KYOTO -- Japanese precision instrument maker Shimadzu will add saliva to the sample of PCR reagents to test for the new coronavirus, after the company confirmed it is as accurate as conventional methods.
Japan's Ministry of Health plans to allow tests using saliva this month. The non-invasive procedure is simple and poses less risk of passing secondary infections. The company will expand its reagent supply and prepare for a possible second wave of infections.
Shimadzu is already marketing reagent for the virus. The method does not require extracting impurities that impede gene amplification. Test results can be returned in as little as 60 minutes.
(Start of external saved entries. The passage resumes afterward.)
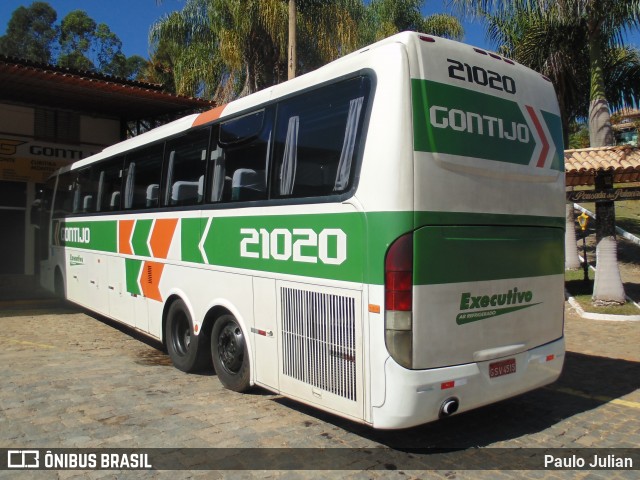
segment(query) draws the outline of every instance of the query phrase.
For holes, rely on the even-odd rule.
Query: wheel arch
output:
[[[62,288],[62,291],[58,291],[58,288]],[[67,298],[67,282],[65,279],[64,268],[60,265],[56,265],[53,270],[53,292],[56,295],[62,294],[63,298]]]

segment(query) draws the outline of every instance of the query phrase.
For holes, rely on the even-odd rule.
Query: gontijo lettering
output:
[[[530,140],[529,127],[524,123],[511,122],[511,125],[505,126],[501,118],[456,108],[449,110],[447,107],[432,105],[429,108],[429,120],[436,128],[451,128],[458,132],[477,133],[521,143],[529,143]]]
[[[60,229],[60,240],[63,242],[89,243],[91,229],[89,227],[63,227]]]

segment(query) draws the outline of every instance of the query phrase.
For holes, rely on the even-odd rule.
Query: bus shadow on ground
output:
[[[42,315],[78,313],[78,309],[65,304],[62,300],[17,300],[0,302],[0,318],[37,317]]]
[[[404,430],[373,430],[293,400],[275,398],[273,401],[334,425],[333,435],[344,429],[389,448],[409,452],[485,447],[535,434],[639,388],[639,362],[567,352],[563,373],[552,385]],[[312,423],[305,424],[311,426]],[[332,431],[323,433],[329,439],[333,435]]]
The company is collaborating with Hokkaido University Hospital on the new method, and says results are as accurate as conventional methods of collecting throat or nose samples.
In early May, the Japan Medical Association requested the heath ministry to explore PCR tests using saliva, and asked Shimadzu to confirm efficacy.
As opposed to using saliva, conventional tests may induce sneezing, putting medical workers at risk -- a major concern.
Shimadzu was expected to provide enough reagent for 100,000 people per month as of April, but will ramp up production to 600,000 by June.
The move comes as test demand is expected to rise amid the threat of a second wave of infections, mainly from Asia, Europe and the U.S, as well as emerging countries.